Lord, Love A Duck

When we consider the relationship between God and humankind, we tend to think of God as the one who issues commands and decrees and ukases that mere mortals must obey. Occasionally, however, it is the other way about. I have in mind the Cockney cheeky chappie who will, from time to time, exclaim “Lord, love a duck!”

What are we to make of this? Is our loveable scalliwag telling the Lord to bestow His ineffable benificence upon a denizen of the local duckpond? Or is it the case, as I prefer to think, of a command to God to engage in sexual congress with a duck? After all, there seems little need to be telling God to direct His abounding love upon any particular one of His creatures, for that is what He is doing all the time, apart of course from when He is smiting the sinful. It is a rare thing for a duck to require smiting, for by and large ducks do not sin.

We must ask why a chirpy eastender would command God to have sex with a duck, and the answer must be in the hope that the duck falls pregnant. For of course, a duck into whose womb wiggles a divine seed will eventually lay an egg from which will hatch, not an ordinary duckling, but a being that is half duck, half God – a duck-god, if you will.

The sexual link between Gods and aquatic birdlife is not without precedent. The most famous example is probably the story of Leda and the swan, although there the waters are muddied somewhat by the fact that God, in the form of Zeus, inhabited the body of a swan and proceeded to rape Leda, the mother of Helen of Troy, Clytemnestra, Castor and Pollux. None of Leda’s children, either by the swan-God or by her husband King Tyndareus, turned out to have aquatic avian characteristics.

On one of his infrequent visits to Cockney haunts, Dobson overheard many ragamuffins and urchins shouting “Lord, love a duck!”, and he was led to wondering just how many duck-gods may have been spawned and were perhaps plashing unremarked in the ponds of the city’s parks. Armed with a notebook and pencil, and some sort of pneumatic scanner device of his own invention, the out of print pamphleteer plodded around those very ponds during a wet October weekend. Sadly, he never wrote up his findings in pamphlet form, and the only record we have of his researches is a fragment from a letter Marigold Chew wrote to her cousin Basil.

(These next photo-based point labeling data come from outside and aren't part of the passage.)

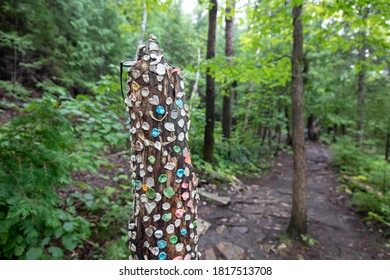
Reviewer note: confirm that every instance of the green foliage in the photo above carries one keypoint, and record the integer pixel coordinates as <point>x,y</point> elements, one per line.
<point>369,169</point>
<point>347,157</point>
<point>34,161</point>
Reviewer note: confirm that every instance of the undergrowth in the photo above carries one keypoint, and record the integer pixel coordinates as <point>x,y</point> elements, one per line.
<point>367,169</point>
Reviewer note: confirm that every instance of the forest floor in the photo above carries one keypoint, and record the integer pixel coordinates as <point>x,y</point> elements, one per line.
<point>253,225</point>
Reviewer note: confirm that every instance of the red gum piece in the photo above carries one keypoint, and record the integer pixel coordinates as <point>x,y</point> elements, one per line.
<point>188,158</point>
<point>175,70</point>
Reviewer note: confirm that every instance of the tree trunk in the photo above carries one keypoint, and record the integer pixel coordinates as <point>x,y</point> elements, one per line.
<point>143,25</point>
<point>387,153</point>
<point>194,93</point>
<point>164,223</point>
<point>298,221</point>
<point>361,84</point>
<point>360,95</point>
<point>208,154</point>
<point>288,127</point>
<point>229,52</point>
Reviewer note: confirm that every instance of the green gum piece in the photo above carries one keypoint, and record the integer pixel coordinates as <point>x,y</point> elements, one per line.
<point>162,178</point>
<point>166,217</point>
<point>150,193</point>
<point>173,239</point>
<point>169,192</point>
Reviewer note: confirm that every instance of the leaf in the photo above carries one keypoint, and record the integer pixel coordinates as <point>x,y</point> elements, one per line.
<point>33,253</point>
<point>56,252</point>
<point>68,241</point>
<point>88,196</point>
<point>19,250</point>
<point>45,241</point>
<point>59,232</point>
<point>68,226</point>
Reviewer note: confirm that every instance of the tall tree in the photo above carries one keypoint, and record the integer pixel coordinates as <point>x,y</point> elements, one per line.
<point>361,80</point>
<point>210,86</point>
<point>298,220</point>
<point>164,222</point>
<point>229,52</point>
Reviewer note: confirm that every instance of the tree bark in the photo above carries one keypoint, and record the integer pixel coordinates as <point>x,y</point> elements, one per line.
<point>208,153</point>
<point>298,221</point>
<point>361,93</point>
<point>229,52</point>
<point>387,153</point>
<point>143,25</point>
<point>361,84</point>
<point>194,93</point>
<point>164,223</point>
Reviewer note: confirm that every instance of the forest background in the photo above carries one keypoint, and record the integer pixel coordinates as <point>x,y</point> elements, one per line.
<point>64,148</point>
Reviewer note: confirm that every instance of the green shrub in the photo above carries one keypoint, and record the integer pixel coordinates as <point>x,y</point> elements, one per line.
<point>34,161</point>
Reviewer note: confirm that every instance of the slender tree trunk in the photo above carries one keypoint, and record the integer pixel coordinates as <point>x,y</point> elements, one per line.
<point>229,52</point>
<point>360,95</point>
<point>164,223</point>
<point>250,93</point>
<point>288,127</point>
<point>387,153</point>
<point>143,25</point>
<point>298,221</point>
<point>278,127</point>
<point>194,93</point>
<point>361,83</point>
<point>208,154</point>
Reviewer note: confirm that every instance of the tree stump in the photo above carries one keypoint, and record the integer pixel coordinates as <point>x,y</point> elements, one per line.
<point>164,223</point>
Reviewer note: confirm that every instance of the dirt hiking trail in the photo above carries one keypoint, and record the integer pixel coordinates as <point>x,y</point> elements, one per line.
<point>252,226</point>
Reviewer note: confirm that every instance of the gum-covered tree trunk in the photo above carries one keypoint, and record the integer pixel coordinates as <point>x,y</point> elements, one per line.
<point>164,223</point>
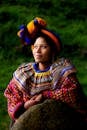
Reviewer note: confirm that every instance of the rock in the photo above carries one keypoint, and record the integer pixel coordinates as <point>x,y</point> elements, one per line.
<point>49,115</point>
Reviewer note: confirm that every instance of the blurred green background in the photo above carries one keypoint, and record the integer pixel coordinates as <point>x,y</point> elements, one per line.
<point>67,18</point>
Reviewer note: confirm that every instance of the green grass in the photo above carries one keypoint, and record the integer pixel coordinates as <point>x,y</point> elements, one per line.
<point>7,68</point>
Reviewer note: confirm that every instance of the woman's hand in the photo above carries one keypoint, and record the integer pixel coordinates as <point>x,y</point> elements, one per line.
<point>34,100</point>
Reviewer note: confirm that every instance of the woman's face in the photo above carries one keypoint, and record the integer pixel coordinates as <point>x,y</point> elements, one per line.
<point>41,51</point>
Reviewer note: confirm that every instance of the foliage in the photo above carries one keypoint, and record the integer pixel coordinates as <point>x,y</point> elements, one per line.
<point>67,18</point>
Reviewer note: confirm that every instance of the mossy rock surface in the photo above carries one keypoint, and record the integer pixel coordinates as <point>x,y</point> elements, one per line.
<point>49,115</point>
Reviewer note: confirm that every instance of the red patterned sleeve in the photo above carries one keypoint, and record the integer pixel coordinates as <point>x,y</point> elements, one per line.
<point>15,100</point>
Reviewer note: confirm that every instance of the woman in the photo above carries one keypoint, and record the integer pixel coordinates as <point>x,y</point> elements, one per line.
<point>47,77</point>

Dobson has returned from his tour of east end ponds, she reported, and appears to be convinced that a wigeon (or baldpate) he spotted plashing in a pond in [illegible] had a spark of divinity about it. I argued that a mere spark was surely insufficient, and that a true duck-god would be immediately recognisable as such, for it would probably emit a blinding efflorescence of heavenly majesty and be surrounded by duckling apostles bowed in worship of its mighty duck-god omnipotence and of its boundless love and mercy. I added, perhaps unkindly, that Dobson’s ornithological ignorance was of such an unfathomable depth that it would not surprise me if he had mistaken a wigeon for a pigeon, and, the latter not being a duck at all, his whole theory would come crashing around his ears. He took umbrage at this, and retired to his escritoire to scribble some twaddle about another topic entirely.

One thought on “Lord, Love A Duck

  1. One wonders why Dobson thought a duck-god would be found splashing about in a pond on a wet October day. If I were a duck-god (and let’s be honest, it’s a pretty common fantasy isn’t it?) I wouldn’t be spend my weekends amongst damp wigeons. I’d have bought myself a nifty suit and tie and flown along to Monte Carlo, where I would waddle about the sea-front, quacking charmingly at the ladies and flinging witty abuse at the local geese.